Marmara Denizi’nde kirlilik baskısı oluştuğunu vurgulayan Yılmaz, şöyle devam etti:
“Küresel iklim değişikliğinden kaynaklanan bir sıcaklık değişimi var. Bunların hepsi, mikro alglerin çok derecede çoğalmasını tetikleyen faktörler. Münasebetiyle mikro algler çok derecede çoğalınca bu tıp bir müsilaj salgılaması da meydana gelince büyük ölçekte oluyor. Denizdeki fizikî ve kimyasal özellikler de uygun olduğunda bu müsilaj bir topaklanma yapıp su yüzeyinde gözükebiliyor. Önümüzdeki yıllarda bu çeşit bir müsilaj olayının görülmesini tekrar bekliyoruz. Ne yazık ki müsilaj salgılaması ve bu ölçekte meydana gelmesi denizel canlılara epey ziyan verebiliyor fakat bu doğal bir olay. BTÜ olarak biz, laboratuvarımızda bu cins çevresel ziyana yol açabilen olaylardan nasıl bir fayda sağlayabiliriz, onun peşindeyiz.”
“VERİMİ ARTIRABİLME ÖZELLİĞİNİ İNCELEYECEĞİZ”
Yılmaz, topladıkları müsilaj numunelerinin kimyasal, mikrobiyolojik karakterizasyonları ve toksikolojik testlerine başladıklarını aktardı.
Bundan sonraki süreçte müsilajın biyopestisit (tarımda zararlılarla kullanılan madde) olarak kullanılabilmesi özelliklerini inceleyeceklerini lisana getiren Yılmaz, “Yani tarımda kullanılan sentetik kimyasallar yerine doğal, tabiatta bozunabilen unsurlar olarak kullanılabilmelerini araştırıyoruz. Başka taraftan ziraî yere uygulandığında randımanı artırabilme özelliğini inceleyeceğiz.” dedi.

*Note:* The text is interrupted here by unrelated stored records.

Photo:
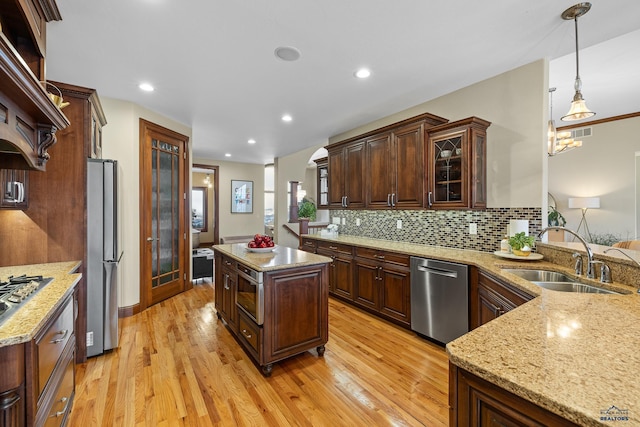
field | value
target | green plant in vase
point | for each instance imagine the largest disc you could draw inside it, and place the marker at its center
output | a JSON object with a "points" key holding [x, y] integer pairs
{"points": [[555, 218], [522, 244], [307, 209]]}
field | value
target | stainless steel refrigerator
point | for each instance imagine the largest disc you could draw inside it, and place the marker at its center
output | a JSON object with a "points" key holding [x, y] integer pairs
{"points": [[103, 256]]}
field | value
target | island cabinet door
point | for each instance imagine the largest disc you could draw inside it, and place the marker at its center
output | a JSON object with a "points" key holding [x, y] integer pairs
{"points": [[296, 311]]}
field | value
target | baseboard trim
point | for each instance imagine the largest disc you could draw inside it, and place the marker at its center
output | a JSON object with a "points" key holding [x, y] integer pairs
{"points": [[128, 311]]}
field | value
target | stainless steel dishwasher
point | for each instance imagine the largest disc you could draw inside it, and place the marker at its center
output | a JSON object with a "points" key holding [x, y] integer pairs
{"points": [[439, 299]]}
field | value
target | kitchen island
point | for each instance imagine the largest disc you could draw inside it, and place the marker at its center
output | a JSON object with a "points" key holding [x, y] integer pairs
{"points": [[558, 359], [275, 302]]}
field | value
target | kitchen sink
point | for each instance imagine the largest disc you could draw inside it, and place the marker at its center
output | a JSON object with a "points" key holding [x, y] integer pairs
{"points": [[539, 275], [556, 281], [573, 287]]}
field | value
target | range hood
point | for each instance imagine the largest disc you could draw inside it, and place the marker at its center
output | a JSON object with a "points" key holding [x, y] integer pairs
{"points": [[28, 117]]}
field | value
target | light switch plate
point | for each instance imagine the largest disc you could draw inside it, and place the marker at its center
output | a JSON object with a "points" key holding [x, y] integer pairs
{"points": [[473, 228]]}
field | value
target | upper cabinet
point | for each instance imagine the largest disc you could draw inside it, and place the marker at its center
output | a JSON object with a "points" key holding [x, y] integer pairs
{"points": [[395, 168], [29, 118], [456, 161], [382, 169], [346, 175]]}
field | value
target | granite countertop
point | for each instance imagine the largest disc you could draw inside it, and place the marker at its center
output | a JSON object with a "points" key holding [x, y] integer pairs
{"points": [[22, 326], [280, 258], [576, 355]]}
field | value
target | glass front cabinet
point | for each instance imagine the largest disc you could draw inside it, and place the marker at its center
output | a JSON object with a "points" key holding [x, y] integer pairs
{"points": [[456, 161]]}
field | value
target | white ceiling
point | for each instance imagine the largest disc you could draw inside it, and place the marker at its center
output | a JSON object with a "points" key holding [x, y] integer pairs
{"points": [[213, 66]]}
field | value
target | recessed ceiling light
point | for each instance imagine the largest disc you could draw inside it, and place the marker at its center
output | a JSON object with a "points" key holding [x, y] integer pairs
{"points": [[287, 53], [362, 73], [145, 87]]}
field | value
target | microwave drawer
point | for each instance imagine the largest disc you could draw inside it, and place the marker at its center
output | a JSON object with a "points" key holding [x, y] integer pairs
{"points": [[52, 342]]}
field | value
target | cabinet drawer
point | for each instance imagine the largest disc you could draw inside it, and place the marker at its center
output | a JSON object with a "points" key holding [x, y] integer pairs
{"points": [[335, 248], [50, 345], [54, 412], [249, 332], [308, 245], [383, 256]]}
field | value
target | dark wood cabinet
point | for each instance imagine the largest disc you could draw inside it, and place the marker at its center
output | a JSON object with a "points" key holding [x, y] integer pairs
{"points": [[225, 290], [456, 165], [346, 176], [296, 311], [491, 298], [15, 189], [382, 284], [340, 269], [476, 402], [28, 117], [395, 168], [322, 173]]}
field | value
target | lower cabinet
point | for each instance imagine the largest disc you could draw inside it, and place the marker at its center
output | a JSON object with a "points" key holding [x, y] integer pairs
{"points": [[341, 274], [52, 356], [477, 402], [382, 284], [491, 298]]}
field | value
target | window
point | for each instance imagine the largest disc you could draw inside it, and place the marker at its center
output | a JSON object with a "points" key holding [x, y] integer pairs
{"points": [[269, 195]]}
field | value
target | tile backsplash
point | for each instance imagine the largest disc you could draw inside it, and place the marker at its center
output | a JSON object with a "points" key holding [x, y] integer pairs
{"points": [[448, 228]]}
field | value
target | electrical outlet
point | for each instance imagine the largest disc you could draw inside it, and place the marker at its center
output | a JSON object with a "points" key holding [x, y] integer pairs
{"points": [[473, 228]]}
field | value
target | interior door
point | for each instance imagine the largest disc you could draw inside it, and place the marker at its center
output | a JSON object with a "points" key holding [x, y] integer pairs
{"points": [[163, 221]]}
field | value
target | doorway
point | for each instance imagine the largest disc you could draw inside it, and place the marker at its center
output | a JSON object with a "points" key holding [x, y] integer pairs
{"points": [[214, 181], [164, 222]]}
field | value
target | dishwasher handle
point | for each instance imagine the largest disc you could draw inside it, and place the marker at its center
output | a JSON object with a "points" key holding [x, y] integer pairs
{"points": [[438, 271]]}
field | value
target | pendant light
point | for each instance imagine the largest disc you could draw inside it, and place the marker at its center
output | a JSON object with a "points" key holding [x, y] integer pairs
{"points": [[579, 108], [558, 142]]}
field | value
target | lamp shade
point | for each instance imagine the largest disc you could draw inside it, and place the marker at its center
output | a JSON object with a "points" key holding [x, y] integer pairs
{"points": [[584, 202]]}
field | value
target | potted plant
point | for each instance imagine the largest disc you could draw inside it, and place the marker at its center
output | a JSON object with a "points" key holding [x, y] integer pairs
{"points": [[555, 218], [307, 209], [521, 244]]}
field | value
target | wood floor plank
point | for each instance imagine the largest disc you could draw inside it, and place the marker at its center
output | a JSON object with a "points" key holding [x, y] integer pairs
{"points": [[178, 365]]}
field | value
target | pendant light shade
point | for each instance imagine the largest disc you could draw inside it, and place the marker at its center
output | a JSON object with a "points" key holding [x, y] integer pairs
{"points": [[579, 109]]}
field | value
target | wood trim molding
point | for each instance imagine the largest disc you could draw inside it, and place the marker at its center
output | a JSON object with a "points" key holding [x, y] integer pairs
{"points": [[128, 311], [599, 121]]}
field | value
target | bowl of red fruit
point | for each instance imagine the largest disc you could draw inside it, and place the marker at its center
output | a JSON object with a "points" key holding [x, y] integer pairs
{"points": [[261, 243]]}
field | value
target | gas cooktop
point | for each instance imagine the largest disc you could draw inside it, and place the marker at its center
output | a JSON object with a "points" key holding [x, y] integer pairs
{"points": [[16, 290]]}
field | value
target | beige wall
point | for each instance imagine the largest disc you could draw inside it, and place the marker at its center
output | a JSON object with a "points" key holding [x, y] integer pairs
{"points": [[603, 167], [289, 168], [121, 143], [516, 104]]}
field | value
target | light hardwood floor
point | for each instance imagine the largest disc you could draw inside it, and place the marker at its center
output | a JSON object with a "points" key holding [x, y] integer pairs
{"points": [[178, 365]]}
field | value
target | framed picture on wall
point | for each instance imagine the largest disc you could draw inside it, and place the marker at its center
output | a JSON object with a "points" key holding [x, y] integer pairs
{"points": [[241, 196]]}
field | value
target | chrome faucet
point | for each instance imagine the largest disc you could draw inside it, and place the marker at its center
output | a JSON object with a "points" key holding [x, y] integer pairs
{"points": [[625, 254], [590, 262]]}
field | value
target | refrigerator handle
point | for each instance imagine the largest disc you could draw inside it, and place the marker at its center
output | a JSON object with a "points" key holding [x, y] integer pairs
{"points": [[111, 305]]}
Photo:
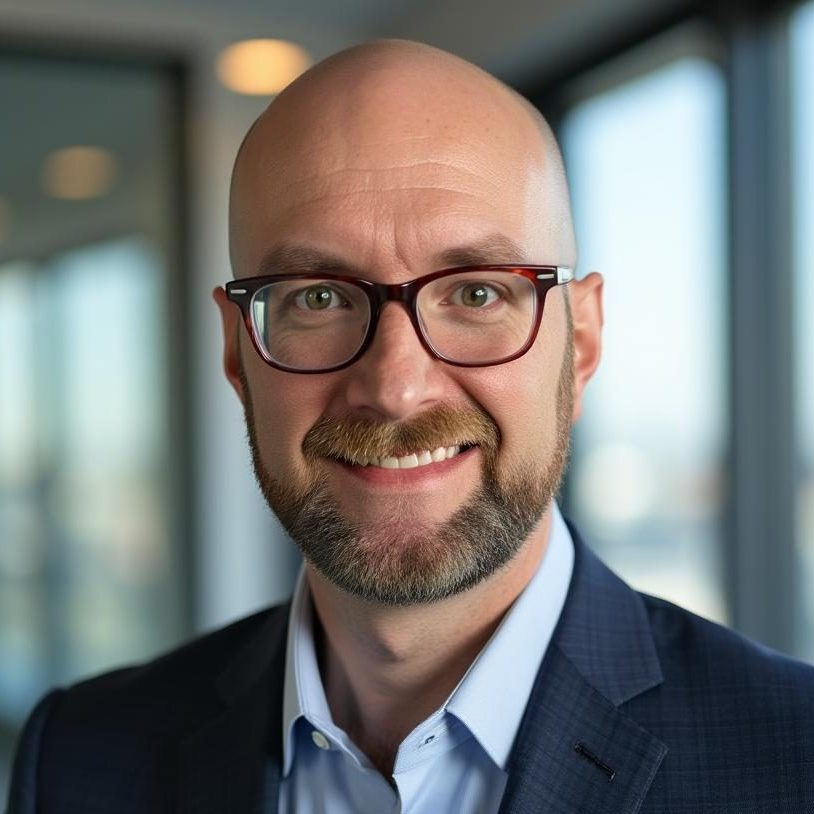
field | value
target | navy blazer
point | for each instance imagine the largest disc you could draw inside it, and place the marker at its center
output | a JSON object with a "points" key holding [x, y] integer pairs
{"points": [[639, 706]]}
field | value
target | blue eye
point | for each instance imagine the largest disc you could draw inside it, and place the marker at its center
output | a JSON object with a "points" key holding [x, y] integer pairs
{"points": [[474, 295]]}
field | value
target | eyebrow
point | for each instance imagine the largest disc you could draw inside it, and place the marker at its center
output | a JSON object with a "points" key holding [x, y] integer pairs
{"points": [[291, 258]]}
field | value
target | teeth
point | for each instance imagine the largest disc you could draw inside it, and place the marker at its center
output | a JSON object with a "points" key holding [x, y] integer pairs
{"points": [[413, 460]]}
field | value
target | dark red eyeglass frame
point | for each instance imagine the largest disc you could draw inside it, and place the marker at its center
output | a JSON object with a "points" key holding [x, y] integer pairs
{"points": [[241, 292]]}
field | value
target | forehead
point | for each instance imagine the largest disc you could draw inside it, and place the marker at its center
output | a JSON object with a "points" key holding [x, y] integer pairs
{"points": [[388, 182]]}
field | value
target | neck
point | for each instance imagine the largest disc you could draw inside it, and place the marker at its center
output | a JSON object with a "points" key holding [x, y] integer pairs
{"points": [[386, 669]]}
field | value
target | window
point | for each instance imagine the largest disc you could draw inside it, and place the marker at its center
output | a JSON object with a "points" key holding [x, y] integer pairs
{"points": [[91, 559], [646, 158], [803, 136]]}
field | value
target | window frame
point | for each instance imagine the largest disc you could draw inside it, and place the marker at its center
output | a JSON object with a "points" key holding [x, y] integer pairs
{"points": [[758, 526]]}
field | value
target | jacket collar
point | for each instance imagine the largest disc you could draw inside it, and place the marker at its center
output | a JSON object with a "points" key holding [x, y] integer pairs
{"points": [[572, 739], [230, 764]]}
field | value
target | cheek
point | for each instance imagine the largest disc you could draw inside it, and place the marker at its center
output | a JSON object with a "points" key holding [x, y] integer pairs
{"points": [[521, 396], [284, 407]]}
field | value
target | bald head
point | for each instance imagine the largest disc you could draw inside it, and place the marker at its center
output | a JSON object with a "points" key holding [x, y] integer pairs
{"points": [[382, 130]]}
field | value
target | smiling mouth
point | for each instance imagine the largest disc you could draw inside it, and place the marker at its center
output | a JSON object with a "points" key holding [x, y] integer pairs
{"points": [[411, 460]]}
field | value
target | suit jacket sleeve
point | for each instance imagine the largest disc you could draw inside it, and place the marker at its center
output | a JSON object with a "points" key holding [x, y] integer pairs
{"points": [[23, 793]]}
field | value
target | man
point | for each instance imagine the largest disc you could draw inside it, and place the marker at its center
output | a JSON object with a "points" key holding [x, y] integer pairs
{"points": [[410, 348]]}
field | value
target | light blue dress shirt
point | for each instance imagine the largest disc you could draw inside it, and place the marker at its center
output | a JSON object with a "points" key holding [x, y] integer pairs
{"points": [[454, 761]]}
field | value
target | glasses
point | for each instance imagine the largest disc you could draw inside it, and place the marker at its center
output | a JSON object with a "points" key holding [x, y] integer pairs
{"points": [[473, 316]]}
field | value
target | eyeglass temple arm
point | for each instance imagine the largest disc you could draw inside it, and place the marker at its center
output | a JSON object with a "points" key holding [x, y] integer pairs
{"points": [[565, 274]]}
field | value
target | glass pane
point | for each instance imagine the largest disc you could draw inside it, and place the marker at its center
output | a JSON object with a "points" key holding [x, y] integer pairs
{"points": [[646, 163], [803, 133]]}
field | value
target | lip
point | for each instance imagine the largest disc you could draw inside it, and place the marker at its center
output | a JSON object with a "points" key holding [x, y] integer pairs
{"points": [[405, 478]]}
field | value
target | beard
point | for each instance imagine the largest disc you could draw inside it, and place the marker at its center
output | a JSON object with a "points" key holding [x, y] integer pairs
{"points": [[403, 560]]}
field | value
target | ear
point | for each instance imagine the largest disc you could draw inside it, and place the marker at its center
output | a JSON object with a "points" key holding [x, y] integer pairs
{"points": [[231, 319], [586, 309]]}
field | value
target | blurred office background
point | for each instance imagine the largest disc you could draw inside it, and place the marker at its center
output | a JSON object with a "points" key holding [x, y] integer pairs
{"points": [[129, 519]]}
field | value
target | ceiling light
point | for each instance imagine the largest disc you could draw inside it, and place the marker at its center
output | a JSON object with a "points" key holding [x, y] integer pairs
{"points": [[261, 67], [77, 173]]}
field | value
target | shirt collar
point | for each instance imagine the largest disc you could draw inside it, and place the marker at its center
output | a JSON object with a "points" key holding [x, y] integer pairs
{"points": [[491, 697]]}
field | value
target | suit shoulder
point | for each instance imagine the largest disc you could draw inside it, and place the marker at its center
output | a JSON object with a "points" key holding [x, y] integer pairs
{"points": [[179, 678]]}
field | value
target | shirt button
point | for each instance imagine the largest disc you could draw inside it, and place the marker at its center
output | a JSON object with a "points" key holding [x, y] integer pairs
{"points": [[320, 740]]}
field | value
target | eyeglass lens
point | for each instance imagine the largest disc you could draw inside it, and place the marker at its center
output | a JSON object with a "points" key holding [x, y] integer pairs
{"points": [[475, 317]]}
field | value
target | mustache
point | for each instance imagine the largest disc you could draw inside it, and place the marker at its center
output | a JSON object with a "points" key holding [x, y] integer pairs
{"points": [[351, 438]]}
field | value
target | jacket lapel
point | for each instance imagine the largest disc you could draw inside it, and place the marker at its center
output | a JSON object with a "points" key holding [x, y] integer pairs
{"points": [[576, 750], [231, 763]]}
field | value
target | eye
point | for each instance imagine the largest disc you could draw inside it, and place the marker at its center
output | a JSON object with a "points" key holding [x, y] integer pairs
{"points": [[474, 295], [319, 298]]}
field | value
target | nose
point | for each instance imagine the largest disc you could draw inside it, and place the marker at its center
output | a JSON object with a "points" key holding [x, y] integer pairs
{"points": [[396, 377]]}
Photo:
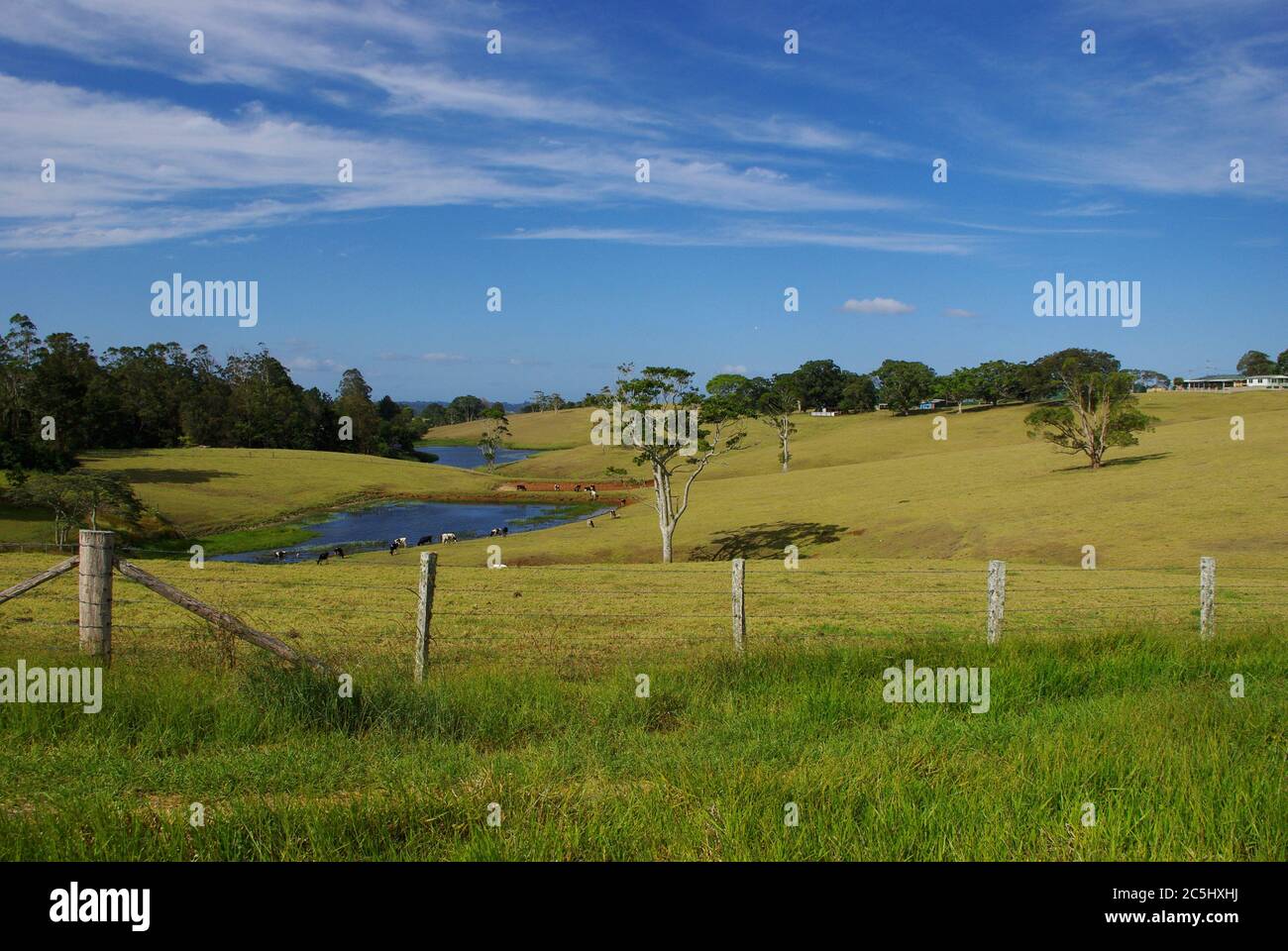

Prof. Dr. Yılmaz, alglerin farklı biyoteknolojik özelliklerinin olduğuna dikkati çekti. Antiviral tesir gösterebildiğinden çeşitli ilaç ham hususlarının elde edilmesinde, etraf temizlemede ve tarımda kullanabilme potansiyelinin çok büyük olduğunu anlatan Yılmaz, “Ancak burada dikkat edilmesi gereken nokta, bunlar çeşitli güvenlik testlerinden geçirildikten sonra bu özelliklere kavuşuyorlar.” tabirini kullandı.
Yılmaz, besin bölümünde faydalanılan alg kaynaklı maddi pahaya sahip polisakkaritler bulunduğu bilgisini verdi.
Alglerin doğal olarak tabiattan toplandığı vakit yetiştirme masrafından da kurtulabileceğini belirten Yılmaz, şöyle konuştu:
“Ciddi bir ekonomik yarar elde edilmesi mümkün ancak öncelikle bunların toksikolojik, kimyasal ve mikrobiyolojik tahlillerinin yapılması lazım. Tam olarak özellikleri belirlendikten sonra biyoteknolojinin hangi alanına kaydırılabilir, mikro alglerin ağır kültürünü yaparak onlara bakılması lazım. Bizim laboratuvarda yaptığımız üzere elde ettiğimiz müsilaj unsuru tek hücreli. Bunun özelliklerini biliyoruz; ilaç üretiminde, besin bölümünde kullanımı üzere çeşitli özellikleri mevcut.”
Müsilaj salgılanmasının çok sık olmasa bile Adriyatik Denizi’nde de görüldüğünü aktaran Yılmaz, alglerin Marmara’da her vakit bulunduğunu, sıcak ortamlarda üreyip çoğalabildiğini kelamlarına ekledi.